British physicist and popular science author (born 1964)

Simon Lehna Singh, (born 19 September 1964) is a British popular science author and theoretical and particle physicist. His written works include Fermat's Last Theorem (in the United States titled Fermat's Enigma: The Epic Quest to Solve the World's Greatest Mathematical Problem), The Code Book (about cryptography and its history), Big Bang (about the Big Bang theory and the origins of the universe), Trick or Treatment? Alternative Medicine on Trial (about complementary and alternative medicine, co-written by Edzard Ernst) and The Simpsons and Their Mathematical Secrets (about mathematical ideas and theorems hidden in episodes of The Simpsons and Futurama). In 2012 Singh founded the Good Thinking Society, through which he created the website "Parallel" to help students learn mathematics.
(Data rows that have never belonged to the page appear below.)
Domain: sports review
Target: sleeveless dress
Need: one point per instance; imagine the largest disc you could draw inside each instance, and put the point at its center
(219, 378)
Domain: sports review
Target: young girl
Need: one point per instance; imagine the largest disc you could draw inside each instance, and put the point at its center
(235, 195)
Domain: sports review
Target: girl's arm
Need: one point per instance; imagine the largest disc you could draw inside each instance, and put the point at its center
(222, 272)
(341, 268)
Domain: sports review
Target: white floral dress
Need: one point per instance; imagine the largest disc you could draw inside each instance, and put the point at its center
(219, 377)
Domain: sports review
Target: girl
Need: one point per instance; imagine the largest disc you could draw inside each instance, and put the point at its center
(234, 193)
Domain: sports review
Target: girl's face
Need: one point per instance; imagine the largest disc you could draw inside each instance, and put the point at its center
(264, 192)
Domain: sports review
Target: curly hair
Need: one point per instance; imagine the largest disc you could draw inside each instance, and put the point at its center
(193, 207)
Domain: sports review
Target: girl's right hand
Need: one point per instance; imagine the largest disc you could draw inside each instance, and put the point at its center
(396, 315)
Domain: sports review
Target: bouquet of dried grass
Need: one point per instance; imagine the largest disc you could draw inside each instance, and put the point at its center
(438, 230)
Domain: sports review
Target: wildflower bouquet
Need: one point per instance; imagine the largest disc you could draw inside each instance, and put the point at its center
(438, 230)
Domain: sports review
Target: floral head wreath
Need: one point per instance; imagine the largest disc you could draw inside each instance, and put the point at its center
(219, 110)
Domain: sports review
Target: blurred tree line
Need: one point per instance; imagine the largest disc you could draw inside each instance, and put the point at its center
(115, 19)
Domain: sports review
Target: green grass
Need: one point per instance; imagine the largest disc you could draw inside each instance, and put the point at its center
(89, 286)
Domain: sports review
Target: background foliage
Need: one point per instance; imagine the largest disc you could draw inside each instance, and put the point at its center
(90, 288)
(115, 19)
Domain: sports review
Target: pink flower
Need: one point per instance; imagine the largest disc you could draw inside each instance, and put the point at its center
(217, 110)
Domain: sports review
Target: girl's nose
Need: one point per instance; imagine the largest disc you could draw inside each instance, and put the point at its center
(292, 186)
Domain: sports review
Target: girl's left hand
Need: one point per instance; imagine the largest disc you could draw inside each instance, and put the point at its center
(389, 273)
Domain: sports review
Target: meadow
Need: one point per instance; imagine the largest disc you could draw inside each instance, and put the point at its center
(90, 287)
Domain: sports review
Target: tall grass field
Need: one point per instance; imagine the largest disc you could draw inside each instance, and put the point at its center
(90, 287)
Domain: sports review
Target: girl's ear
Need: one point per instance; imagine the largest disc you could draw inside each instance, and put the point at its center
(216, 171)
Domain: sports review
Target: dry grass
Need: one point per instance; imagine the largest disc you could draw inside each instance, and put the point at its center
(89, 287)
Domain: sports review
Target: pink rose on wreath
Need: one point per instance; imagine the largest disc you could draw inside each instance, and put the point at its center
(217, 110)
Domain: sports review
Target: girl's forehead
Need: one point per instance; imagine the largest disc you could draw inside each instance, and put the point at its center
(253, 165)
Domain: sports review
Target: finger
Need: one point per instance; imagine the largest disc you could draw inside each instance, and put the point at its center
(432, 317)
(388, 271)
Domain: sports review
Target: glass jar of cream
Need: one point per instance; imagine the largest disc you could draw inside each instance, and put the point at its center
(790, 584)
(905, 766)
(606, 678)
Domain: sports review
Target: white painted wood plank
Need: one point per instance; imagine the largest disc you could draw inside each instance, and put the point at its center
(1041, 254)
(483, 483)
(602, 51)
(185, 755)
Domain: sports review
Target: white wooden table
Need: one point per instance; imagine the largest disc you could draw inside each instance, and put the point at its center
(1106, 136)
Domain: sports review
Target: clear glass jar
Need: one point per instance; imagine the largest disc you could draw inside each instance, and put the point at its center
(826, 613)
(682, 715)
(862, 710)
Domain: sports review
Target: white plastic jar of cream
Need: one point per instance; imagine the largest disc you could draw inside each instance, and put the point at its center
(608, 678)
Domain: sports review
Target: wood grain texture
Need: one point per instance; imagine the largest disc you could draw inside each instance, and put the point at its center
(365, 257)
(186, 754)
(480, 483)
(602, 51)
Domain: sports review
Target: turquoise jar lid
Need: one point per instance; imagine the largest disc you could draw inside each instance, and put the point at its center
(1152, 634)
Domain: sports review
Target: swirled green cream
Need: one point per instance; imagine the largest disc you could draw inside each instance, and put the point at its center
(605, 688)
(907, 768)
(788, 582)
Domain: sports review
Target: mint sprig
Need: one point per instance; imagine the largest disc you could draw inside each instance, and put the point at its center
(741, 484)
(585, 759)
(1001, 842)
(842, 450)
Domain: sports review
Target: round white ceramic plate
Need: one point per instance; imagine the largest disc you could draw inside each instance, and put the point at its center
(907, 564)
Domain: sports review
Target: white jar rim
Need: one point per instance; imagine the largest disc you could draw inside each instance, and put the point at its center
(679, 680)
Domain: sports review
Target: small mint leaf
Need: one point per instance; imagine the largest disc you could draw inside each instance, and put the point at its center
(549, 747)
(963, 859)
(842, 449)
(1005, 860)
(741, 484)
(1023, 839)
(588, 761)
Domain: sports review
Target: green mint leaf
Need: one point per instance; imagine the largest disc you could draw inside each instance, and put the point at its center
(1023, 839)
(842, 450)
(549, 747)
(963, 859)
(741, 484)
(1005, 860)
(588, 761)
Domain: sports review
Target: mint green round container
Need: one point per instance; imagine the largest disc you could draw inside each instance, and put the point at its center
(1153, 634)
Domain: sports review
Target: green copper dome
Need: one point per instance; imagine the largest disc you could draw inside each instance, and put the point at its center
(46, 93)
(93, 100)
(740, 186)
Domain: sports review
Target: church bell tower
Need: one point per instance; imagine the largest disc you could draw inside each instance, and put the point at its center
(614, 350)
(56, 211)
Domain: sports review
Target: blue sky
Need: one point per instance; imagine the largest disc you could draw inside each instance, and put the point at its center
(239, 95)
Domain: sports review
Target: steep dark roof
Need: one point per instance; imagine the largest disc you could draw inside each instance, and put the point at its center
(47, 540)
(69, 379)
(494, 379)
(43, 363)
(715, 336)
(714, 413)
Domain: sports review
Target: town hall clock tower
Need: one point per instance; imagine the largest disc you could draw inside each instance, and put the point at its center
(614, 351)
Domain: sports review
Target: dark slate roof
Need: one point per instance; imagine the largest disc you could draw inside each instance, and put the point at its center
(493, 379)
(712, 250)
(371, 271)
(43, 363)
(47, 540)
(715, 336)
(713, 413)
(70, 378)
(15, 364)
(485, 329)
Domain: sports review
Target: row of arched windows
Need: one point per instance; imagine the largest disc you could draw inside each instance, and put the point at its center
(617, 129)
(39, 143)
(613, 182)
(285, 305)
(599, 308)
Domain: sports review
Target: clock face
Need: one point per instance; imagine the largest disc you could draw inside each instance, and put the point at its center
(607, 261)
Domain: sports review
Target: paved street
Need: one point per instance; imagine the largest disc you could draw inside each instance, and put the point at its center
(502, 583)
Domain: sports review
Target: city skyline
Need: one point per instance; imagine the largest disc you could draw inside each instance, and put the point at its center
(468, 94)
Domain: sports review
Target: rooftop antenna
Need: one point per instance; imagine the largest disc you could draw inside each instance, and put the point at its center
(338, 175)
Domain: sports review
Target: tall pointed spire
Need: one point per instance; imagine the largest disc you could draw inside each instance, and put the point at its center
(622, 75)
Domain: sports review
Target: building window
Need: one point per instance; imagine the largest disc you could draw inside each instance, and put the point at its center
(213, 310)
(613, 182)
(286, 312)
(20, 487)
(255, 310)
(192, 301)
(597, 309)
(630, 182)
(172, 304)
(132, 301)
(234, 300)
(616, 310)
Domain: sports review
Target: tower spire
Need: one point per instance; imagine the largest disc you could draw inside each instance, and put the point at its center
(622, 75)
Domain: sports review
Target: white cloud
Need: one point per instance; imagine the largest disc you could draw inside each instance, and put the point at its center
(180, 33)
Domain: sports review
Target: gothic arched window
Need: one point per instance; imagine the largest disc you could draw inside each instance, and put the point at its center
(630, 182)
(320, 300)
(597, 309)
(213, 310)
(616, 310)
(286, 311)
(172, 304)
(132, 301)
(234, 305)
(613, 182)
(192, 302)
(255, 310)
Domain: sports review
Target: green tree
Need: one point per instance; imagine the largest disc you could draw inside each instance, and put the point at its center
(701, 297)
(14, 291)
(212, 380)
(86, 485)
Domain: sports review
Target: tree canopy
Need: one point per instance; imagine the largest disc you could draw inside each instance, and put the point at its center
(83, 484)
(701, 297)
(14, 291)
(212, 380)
Singh has also produced documentaries and works for television to accompany his books, is a trustee of the National Museum of Science and Industry, a patron of Humanists UK, founder of the Good Thinking Society, and co-founder of the Undergraduate Ambassadors Scheme.

==Early life and education==
Singh was born in a Sikh family to parents who emigrated from Punjab, India to Britain in 1950. He is the youngest of three brothers, his eldest brother being Tom Singh, the founder of the UK New Look chain of stores. Singh grew up in Wellington, Somerset, attending Wellington School, and went on to Imperial College London, where he studied physics. He was active in the student union, becoming President of the Royal College of Science Union. Later he completed a PhD in particle physics at the University of Cambridge as a postgraduate student of Emmanuel College, Cambridge while working at CERN, Geneva.

==Career==
In 1983, he was part of the UA2 experiment in CERN.
In 1987, Singh taught science at The Doon School, an independent all-boys' boarding school in India. In 1990 Singh returned to England and joined the BBC's Science and Features Department, where he was a producer and director working on programmes such as Tomorrow's World and Horizon. Singh was introduced to Richard Wiseman through their collaboration on Tomorrow's World. At Wiseman's suggestion, Singh directed a segment about politicians lying in different mediums, and getting the public's opinion on whether the person was lying or not.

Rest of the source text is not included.